SACS-002 Cybersecurity Standard
The official standard for Saudi Aramco CCC certification.
Standard Overview
Our download provides the complete and official SACS-002 Third Party Cybersecurity Standard. This document outlines the minimum cybersecurity controls required by Saudi Aramco for all contractors and suppliers.
- The Complete SACS-002 Standard: The full 26-page document outlining all cybersecurity requirements.
- General & Specific Controls: Details on the mandatory General Requirements and additional controls for different vendor types.
- Incident Response Instructions: The official appendix detailing Aramco's mandatory incident reporting protocol.
- Auditing Event Requirements: The official appendix listing all system events that must be logged for compliance.
Official Aramco Standard
The essential administrative framework provided securely for corporate IT evaluation.
Key Sections in the Standard
General Requirements (Section A)
The 23 mandatory controls for all third parties, covering Governance, Access Control, Data Security, and more.
Specific Requirements (Section B)
Additional controls for vendors with network connectivity, those processing critical data, or providing cloud services.
Appendix A - Incident Response
Detailed, step-by-step Cybersecurity Incident Response Instructions that must be followed.
Appendix C - Audit Events
A complete list of all system and security events that must be capable of being audited.

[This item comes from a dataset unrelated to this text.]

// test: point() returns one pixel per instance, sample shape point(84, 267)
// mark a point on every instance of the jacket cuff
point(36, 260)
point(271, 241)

Frequently Asked Questions
Is this the most recently published version of SACS-002?
Yes. This document represents the current, actively-enforced iteration of the Saudi Aramco Cybersecurity Standard utilized by all active TPC auditors to evaluate third-party contractor compliance.
Who in my organization must read this entire document?
While the Executive Board should review the overarching Governance requirements (Section A), your Chief Information Security Officer (CISO) and lead technical engineers must thoroughly dissect every technical control listed across all appendices to configure your network correctly.
Do the "General Requirements" apply to all suppliers regardless of size?
Absolutely. The 23 General Requirements outlined in Section A are strictly mandatory for every single registered vendor in the Saudi Aramco supply chain. There are zero exceptions granted for smaller businesses regarding these baseline parameters.
What is the most critical element of the technical appendices?
Appendix A (Incident Response) and Appendix C (Audit Events) are consistently the most challenging for vendors. You must maintain 1-year telemetry retention logs and guarantee a 24-hour notification window directly to Saudi Aramco during any suspected data breach.
Can we use this document as proof of implementation during an audit?
No. Downloading and reviewing the standard is the first objective. During an official audit, you must present tangible technical configurations (e.g., active firewall policies, MFA configuration portals) directly answering the mandates dictated inside this actual PDF.